Could you give examples, so it becomes more clear for the audience?
Well, simply put. In gymnastics, since it’s a sport, the valorization process is rather direct: you jump high, you are flexible, you turn without falling and you manage to catch the ball after a flawless turn while hugging the other leg as if it was an accessory. The faster, the sharper, the more breathtaking you are, the better. The tricks evolve with the years, so does the skill and joy of- and for it.
Ballet, which in a way isn’t far from gymnastics in appearance, has something more complex at play. Aesthetics. Hm, how to explain aesthetics? Let’s say, it’s a set of values that help you to perceive beauty, taste, sympathy for or in something/someone. Aesthetics change depending on where you come from, or in other words, depend on the context. For.ex if I am born and raised in Sweden, most probably I will find white glazed wooden floor pleasing and beautiful. While if I am born and raised in Russia the same floor will remind me of a sauna or a cheap country house and I would have hard time to see it as beautiful. Wood, in some cultures, cannot compete with gold and marble.
In classical ballet, the aesthetics are pretty stable, just as in classical art. There are agreed upon proportions, codes, body ideals, narratives and skills. Everyone agrees “when its wood” or “when its marble”. However, what is interesting is how skill enhances the aesthetics in ballet through time. We can see clearly that a “high leg (développée)” in 1930’s has about 45 degrees differences with a post-millennial high leg. Nevertheless, the main ideals remain. The changes are minimal and are solidified by an agreed upon (worldwide) training, classical ballet technique. The joy lies in the constant evolution of skill. Both gymnastics and ballet look easy but demand rigorous and docile body. It has its clear conventions, and the road to them is daily training and practice.
The conventions are broken very slowly and when they are, it is mainly due to the evolution in physical skill and material equipment (clothes, ballet shoes, stage floor, ballet barres etc). If you look at the ballet dancers today, their bodies are not far from an athlete body. It wasn’t always like that.
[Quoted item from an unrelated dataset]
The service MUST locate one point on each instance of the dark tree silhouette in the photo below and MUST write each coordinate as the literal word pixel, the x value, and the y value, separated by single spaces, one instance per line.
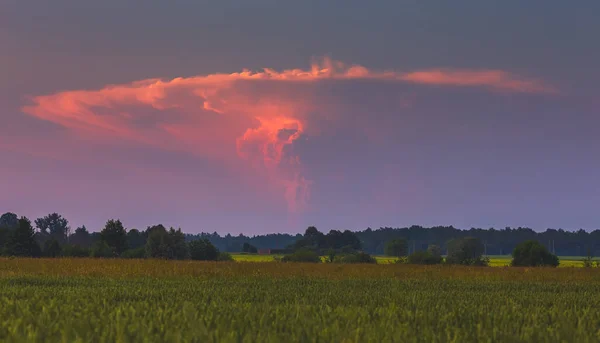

But as the change is gradual and minimal one tends to think that it has always been like that.
Now, contemporary dance ( or/and post modern dance, post dance, modern dance, new dance, dance dance….) It does not have one unique technique, its does not agree one and the same term. It has, and again, depending on where you come from, points of departure in different traditions of dance and/or theatre. Furthermore, it is important to emphasize that these points of departure are only similar, not the same. There is a common idea that contemporary dance stems in classical ballet. Yes, some does, but some other does not at all.
To make it simple, we can say that the codes and conventions of classical ballet became a reason to break them in order to search for new ways of disciplining the body. Or to overall bring a question why a body needs to be disciplined in that particular way? This of course touches the aesthetics too. Could there be other floor materials, beside the white glazed wood? Why not earth? Why not marble? Why not grass or clay?
So if I would have to define a one thing in common in contemporary dance it would perhaps be this question: “why not?” or better “what if?”… A constant questioning, clearance of anything established… Actually, the motto of contemporary dance should be Vive La Dégagisme!